Funnily enough, have just been having a productive e-mail discussion with a biblical scholar on our slightly different understandings of the same biblical passages on the theology of nature. Both seem to be compatible if one steps back from “classical” views of reality, and one needs either, or both together, to take the passages seriously.
In other words, 'tain’t just free will that requires grappling with such things (or alternatively simple faith in the tension between them), but the whole project of understanding science in relation to Christian faith.
Evidence is a mirror. Not just on this, but most any question.
My Rorschach reading of early Genesis has the universe as originally created a place of darkness and chaos. It is a place where God’s will does not have to be done, and indeed is unknown. Only after His Word entered it was it illuminated and set on the right path.
Nature is still not a place where His will is done, unless His Word enters it.
There is a big difference between providence and theological determinism.

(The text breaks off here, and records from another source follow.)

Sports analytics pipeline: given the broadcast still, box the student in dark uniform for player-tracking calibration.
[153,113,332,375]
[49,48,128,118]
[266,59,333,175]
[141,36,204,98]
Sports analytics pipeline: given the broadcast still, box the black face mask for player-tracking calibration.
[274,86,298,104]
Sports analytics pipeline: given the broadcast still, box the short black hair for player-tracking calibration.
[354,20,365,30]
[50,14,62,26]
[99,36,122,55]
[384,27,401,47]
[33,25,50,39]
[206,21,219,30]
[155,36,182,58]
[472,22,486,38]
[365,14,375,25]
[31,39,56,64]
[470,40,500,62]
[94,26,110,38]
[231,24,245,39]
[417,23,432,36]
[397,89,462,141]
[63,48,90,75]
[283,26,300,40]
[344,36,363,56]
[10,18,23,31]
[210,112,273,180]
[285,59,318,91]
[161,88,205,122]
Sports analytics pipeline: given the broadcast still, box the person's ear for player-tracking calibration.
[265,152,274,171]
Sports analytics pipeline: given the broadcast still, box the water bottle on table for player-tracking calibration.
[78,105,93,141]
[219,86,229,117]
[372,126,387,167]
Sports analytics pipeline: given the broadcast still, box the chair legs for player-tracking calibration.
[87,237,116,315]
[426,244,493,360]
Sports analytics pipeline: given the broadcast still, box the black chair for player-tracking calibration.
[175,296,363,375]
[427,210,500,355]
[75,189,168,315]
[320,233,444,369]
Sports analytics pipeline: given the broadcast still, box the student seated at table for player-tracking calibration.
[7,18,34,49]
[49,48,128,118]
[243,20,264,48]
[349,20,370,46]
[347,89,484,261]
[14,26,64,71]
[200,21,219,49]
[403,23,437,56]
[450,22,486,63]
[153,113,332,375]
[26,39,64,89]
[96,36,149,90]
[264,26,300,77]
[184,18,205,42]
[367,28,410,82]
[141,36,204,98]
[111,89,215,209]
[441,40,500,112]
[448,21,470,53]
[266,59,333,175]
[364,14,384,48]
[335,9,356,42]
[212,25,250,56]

On the latter view, everything that happens in our universe (including our choices and the choices of the fallen angels) is determined by God. There are only a few million Christians who uphold such a view, nowadays: on the Protestant side, rigorist Calvinists who continue to uphold the doctrine of double predestination, and on the Catholic side, Bannezians (who are very thin on the ground indeed - most Catholics have never heard of them). As far as I’m aware, none of the Orthodox uphold theological determinism. Thus I would say that most YECs are likely to be theological indeterminists.
The following articles seem to bear out my claim:
Is Free Will an Illusion? (AIG). And from what I can gather, Jonathan Sarfati is a believer in free will as well. Do you know of any evidence to the contrary?
Dan Barker just published a book on free will that is very well thought out
The way you describe it, it sounds like we are all in agreement.
Only a few million? That’s interesting to know. Where can I go to read about that?
If I may add something to this thread, though @vjtorley already touched on this briefly, I think the categories in the chart there are a little confused. The upper right corner is contradictory. If theological determinism is true, libertarian free will cannot be true (at least for creatures). At most you could say that compatibilistic free will can be true. (Unless, like many proponents of libertarian free will, you think that compatibilistic free will is an oxymoron.)
Theological determinism (where God unilaterally determines everything that happens) has to be distinguished from divine providence (where God chooses which world to actualize, but may take creaturely free choices or indeterministic events into account) for those such as Molinists or Open Theists who don’t believe in determinism.
Does someone have a link to this chart?